The case study reported here had three limitations. First, due to the nature of case studies, only one prefecture in each of two provinces could be chosen for the pilot, together with one other prefecture within each province, chosen for comparative purposes. Economic development and road accessibility were the two major factors considered because general economic development influenced the human resources and capacity of the TB control system, and these two factors both affect patient access to care and treatment adherence [
15,
19,
33]. The China NTP considered that the deskguide would be appropriate for other parts of China if it was successful in the two contrasting provinces. The study was intended to illustrate the process of adapting the deskguide in China to help inform policy: it was not intended to provide quantitative data to test hypotheses about the effectiveness of the deskguide and training module. As anticipate, the adaptation process produced a useful package of the deskguide and other deliverables for the China TB programme. Second, provincial staff could have been biased when conducting the qualitative interviews and focus groups.

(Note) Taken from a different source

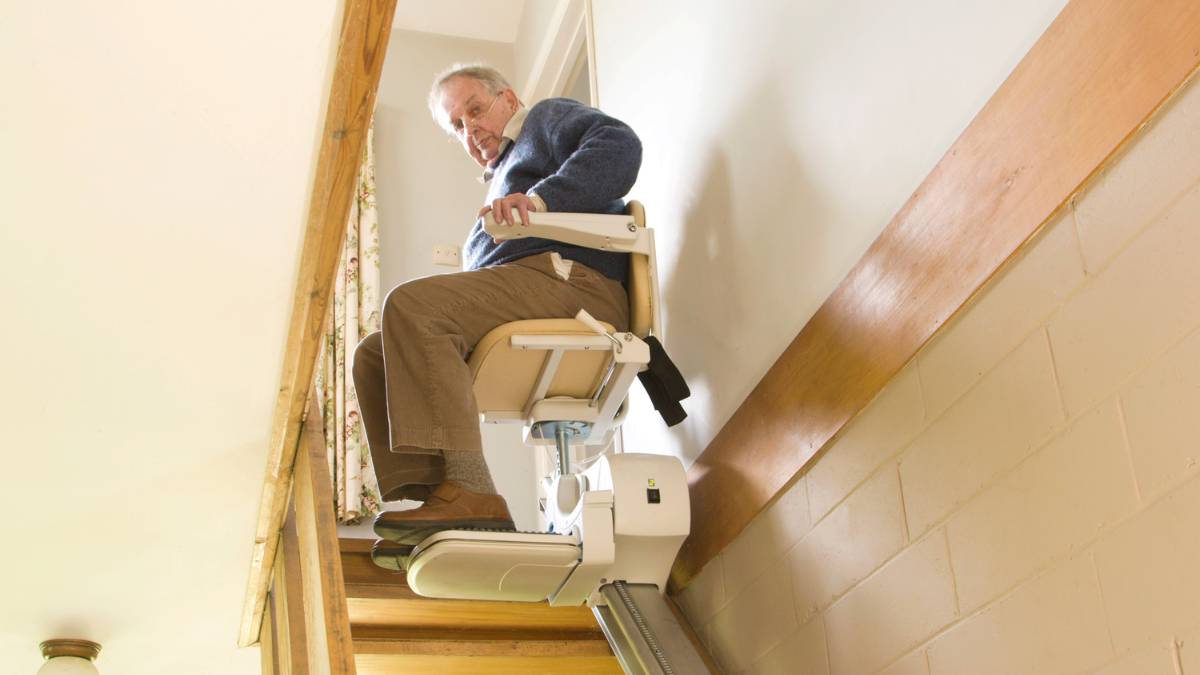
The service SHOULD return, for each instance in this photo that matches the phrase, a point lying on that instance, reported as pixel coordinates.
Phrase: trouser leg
(401, 475)
(429, 329)
(431, 324)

It was not possible to employ outside researchers due to time limitations and the need for interviewers to have knowledge about TB case management. Also, the operational study could not be implemented in a blinded fashion. However, provincial TB staff were expected to have been less biased than prefecture or county level staff as they were not directly related to the pilot. All provincial TB staff who conducted interviews were given two days training on interview skills and neutrality. Third, costs of the deskguide adaptation were not collected. This is because the deskguide training was designed and incorporated into the routine in-service training which had already been budgeted and paid for by the TB programme. The overall cost of the process and research was only $US 46,000, a modest amount given its national influence in China.
Acknowledgements
The study was financially supported by the Department for International Development (DFID) of the United Kingdom, and the development activities such as the training workshops were funded through the routine budget of China TB programmes. However, neither DFID nor the China TB programmes can accept responsibility for any information provided or views expressed in this paper. The authors thank Dr. Jianjun Liu, Lixia Wang, Shiming Cheng and others in the China NTP who contributed to the adaptation and scale-up of the deskguide and its training module. The authors appreciate the help of proofreading and revisions made by Prof. James Newell and Lynn Auty. Also, the authors are grateful for the comments provided by Maureen Dobbines and Helen Smith during the review process.
Competing interests
The authors declare that they have no competing interests.
Authors' contributions
XW and JDW were involved in drafting the paper while XL and XZ have provided critical comments. All authors were actively involved in designing adaptation process, implementing the deskguide and its training module, and conducting the embedded qualitative research. XW, XL, JDW and XZ were extensively involved in revising the adapted deskguide and training module. XL and FL led the implementation of deskguide in Guangxi while XZ and RL led the implementation of deskguide in Shandong. All authors read and approved the final manuscript.